Featured Research

from universities, journals, and other organizations

Physician argues for mandatory flu shots for health care workers

Date:
November 14, 2013
Source:
University of Pennsylvania School of Medicine
Summary:
Should flu vaccines be mandatory for health care workers? A new article argues both sides of the debate.

Should flu vaccines be mandatory for health care workers? That's the question raised this week in the British Medical Journal to two researchers, including Penn Medicine's Amy J. Behrman, MD, in a "Head to Head" piece that argues both sides of the debate.

Behrman, the medical director of Occupational Medicine Services at the Hospital of the University of Pennsylvania and associate professor of Emergency Medicine in the Perelman School of Medicine at Penn, believes that mandatory vaccination is needed to protect vulnerable patients, while an emergency department nurse from Vancouver General Hospital in Canada argues that evidence on effectiveness is not sufficient to over-ride health care workers' right to choose.

Both authors cite past studies and raise ethical issues to make their case.

Influenza vaccines are not only estimated to prevent thousands of hospital admissions and millions of illnesses annually, but they are also safe and have the greatest protective effect in healthy non-elderly adults, precisely the demographic of most health care workers, Behrman states.

For this reason, vaccinating hospital staff can improve patient safety, as well as protecting health care workers. Mandatory staff vaccination help protect patients who are at the highest risk for influenza complications and most likely to be in a hospital setting: elderly people, infants, patients with heart and lung disease, and patients with compromised immune systems.

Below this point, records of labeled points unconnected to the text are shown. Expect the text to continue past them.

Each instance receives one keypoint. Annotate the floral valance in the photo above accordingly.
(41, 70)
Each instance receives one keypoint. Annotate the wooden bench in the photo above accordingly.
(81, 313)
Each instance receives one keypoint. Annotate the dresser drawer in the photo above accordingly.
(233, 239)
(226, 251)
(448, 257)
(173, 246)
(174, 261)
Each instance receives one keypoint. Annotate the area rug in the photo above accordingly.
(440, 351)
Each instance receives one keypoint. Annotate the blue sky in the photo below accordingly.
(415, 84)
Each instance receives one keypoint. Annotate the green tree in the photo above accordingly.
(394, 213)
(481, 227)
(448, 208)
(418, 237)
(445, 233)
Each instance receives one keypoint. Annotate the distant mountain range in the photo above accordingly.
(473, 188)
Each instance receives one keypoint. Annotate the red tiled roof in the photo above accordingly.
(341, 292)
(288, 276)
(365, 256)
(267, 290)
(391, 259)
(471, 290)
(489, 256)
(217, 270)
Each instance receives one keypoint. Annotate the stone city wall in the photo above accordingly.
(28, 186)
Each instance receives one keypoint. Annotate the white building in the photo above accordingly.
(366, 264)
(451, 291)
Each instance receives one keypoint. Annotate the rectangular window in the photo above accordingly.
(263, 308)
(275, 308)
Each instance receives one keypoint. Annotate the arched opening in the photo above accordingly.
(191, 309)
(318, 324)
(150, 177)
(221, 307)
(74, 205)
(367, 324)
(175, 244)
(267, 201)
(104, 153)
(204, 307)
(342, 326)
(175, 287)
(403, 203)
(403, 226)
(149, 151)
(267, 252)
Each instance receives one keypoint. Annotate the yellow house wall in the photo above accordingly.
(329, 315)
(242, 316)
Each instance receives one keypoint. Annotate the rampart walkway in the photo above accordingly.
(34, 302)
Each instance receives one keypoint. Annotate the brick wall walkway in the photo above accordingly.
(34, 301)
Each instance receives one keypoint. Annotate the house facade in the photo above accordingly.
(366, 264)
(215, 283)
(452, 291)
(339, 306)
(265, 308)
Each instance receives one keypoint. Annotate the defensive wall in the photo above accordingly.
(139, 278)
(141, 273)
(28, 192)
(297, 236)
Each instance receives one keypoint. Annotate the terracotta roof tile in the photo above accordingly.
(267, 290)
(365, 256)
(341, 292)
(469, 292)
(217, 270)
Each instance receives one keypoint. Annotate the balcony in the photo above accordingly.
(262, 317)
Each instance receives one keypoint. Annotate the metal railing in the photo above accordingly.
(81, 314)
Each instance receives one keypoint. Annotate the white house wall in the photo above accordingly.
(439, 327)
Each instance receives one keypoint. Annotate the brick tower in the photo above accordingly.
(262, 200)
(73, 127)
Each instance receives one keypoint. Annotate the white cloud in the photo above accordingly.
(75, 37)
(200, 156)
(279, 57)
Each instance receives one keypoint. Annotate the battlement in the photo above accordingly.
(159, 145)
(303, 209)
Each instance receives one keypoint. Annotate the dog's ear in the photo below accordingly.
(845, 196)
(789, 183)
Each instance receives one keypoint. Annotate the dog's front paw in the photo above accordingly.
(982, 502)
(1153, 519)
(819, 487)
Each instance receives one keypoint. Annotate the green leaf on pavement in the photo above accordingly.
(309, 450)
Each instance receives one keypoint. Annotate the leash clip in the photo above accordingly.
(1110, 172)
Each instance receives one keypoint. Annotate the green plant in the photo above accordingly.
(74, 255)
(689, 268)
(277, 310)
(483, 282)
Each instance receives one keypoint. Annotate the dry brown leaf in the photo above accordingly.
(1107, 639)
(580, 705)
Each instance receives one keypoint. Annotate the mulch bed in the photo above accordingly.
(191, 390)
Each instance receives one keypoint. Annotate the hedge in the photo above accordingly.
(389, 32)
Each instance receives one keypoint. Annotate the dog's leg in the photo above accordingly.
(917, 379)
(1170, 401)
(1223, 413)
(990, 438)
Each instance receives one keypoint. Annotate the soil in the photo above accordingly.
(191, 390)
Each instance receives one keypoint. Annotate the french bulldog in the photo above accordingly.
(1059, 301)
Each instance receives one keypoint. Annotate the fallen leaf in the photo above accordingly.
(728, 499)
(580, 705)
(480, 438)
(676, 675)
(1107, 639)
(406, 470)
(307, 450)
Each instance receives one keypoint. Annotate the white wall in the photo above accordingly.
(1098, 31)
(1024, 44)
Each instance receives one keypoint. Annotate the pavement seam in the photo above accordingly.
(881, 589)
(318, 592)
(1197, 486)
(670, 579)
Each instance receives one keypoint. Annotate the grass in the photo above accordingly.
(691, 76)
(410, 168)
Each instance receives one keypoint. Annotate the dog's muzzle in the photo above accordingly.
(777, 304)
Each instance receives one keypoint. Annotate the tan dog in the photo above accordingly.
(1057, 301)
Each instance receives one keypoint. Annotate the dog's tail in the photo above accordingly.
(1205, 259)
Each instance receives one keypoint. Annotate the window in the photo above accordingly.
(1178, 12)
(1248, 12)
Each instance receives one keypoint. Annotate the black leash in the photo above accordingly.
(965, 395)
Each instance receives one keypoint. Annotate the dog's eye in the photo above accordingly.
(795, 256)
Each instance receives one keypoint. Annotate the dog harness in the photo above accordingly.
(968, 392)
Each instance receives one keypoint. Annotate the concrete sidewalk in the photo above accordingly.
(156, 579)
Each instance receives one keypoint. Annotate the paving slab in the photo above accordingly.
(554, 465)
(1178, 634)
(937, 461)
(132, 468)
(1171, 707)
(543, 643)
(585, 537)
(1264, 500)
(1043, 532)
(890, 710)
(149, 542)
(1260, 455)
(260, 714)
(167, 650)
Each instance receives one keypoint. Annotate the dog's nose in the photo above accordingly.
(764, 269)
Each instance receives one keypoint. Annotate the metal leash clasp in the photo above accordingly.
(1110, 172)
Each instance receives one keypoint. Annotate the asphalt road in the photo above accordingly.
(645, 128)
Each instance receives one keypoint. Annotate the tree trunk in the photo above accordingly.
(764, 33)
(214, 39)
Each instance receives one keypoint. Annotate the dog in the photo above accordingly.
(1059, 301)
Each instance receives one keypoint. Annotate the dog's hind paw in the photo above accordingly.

"Health care institutions should maximize the use and benefit of a vaccine that is moderately effective, extremely safe, and logically likely to reduce the risk of healthcare acquired influenza for vulnerable patients as well as decrease illness among health care workers," Behrman writes. "First do no harm."

Ideally, workers will take individual responsibility for being fully immunized, but when that does not occur, health care institutions have an ethical obligation to intervene, just as they do to optimize hand washing and minimize surgical site errors, she said.

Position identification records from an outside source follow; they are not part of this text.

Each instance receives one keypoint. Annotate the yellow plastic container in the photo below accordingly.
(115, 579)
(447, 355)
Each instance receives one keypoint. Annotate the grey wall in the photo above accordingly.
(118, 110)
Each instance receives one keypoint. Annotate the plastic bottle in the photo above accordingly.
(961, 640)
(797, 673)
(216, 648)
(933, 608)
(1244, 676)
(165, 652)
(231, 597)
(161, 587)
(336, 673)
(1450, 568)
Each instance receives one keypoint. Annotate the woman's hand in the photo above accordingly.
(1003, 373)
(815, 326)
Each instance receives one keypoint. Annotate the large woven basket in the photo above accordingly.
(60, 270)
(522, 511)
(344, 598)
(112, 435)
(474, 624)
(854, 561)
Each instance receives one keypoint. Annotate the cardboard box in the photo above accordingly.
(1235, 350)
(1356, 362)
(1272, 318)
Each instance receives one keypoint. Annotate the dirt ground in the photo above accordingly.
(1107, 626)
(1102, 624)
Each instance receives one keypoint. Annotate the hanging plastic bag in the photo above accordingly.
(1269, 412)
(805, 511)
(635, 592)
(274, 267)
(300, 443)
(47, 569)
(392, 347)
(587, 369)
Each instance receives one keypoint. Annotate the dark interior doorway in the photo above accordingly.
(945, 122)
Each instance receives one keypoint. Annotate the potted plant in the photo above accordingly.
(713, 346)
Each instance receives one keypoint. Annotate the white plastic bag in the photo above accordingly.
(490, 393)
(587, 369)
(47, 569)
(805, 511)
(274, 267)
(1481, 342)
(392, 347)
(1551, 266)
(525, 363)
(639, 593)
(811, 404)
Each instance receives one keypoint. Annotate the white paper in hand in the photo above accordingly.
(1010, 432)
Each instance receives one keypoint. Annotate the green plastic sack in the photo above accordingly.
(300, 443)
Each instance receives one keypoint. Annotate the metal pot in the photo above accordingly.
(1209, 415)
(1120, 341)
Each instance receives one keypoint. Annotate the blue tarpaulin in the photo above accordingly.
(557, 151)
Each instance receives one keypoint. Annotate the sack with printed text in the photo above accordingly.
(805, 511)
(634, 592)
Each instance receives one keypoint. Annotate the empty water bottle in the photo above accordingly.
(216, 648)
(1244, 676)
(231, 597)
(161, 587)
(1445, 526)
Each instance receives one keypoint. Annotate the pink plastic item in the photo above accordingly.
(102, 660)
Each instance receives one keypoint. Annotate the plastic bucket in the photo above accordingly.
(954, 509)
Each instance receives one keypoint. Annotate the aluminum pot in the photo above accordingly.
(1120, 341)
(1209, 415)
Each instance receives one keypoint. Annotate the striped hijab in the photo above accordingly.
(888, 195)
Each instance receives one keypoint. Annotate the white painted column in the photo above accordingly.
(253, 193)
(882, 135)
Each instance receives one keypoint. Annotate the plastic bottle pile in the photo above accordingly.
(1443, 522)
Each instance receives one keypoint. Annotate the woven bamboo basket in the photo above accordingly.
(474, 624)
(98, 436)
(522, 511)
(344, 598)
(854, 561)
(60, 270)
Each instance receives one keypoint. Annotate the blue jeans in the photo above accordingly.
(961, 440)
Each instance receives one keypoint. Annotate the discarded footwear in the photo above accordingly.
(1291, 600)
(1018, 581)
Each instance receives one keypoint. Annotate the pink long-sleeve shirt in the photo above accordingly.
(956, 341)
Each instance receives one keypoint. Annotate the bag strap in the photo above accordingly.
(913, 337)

In 2009, the University of Pennsylvania Health System approved a mandatory policy for all staff, after extensive efforts to improve voluntary immunization rates were insufficient, and after an internal survey on attitudes toward immunization mandates found overwhelming medical staff support.

The health care provider from Vancouver General Hospital, on the other hand, argues that vaccinating health care workers has not been shown to reduce the transmission of influenza to patients by rigorous criteria. A recent Cochrane review of five studies found no evidence that vaccinating health care workers prevents influenza or its complications in individuals in long term care, and thus no evidence to mandate compulsory vaccination, he states.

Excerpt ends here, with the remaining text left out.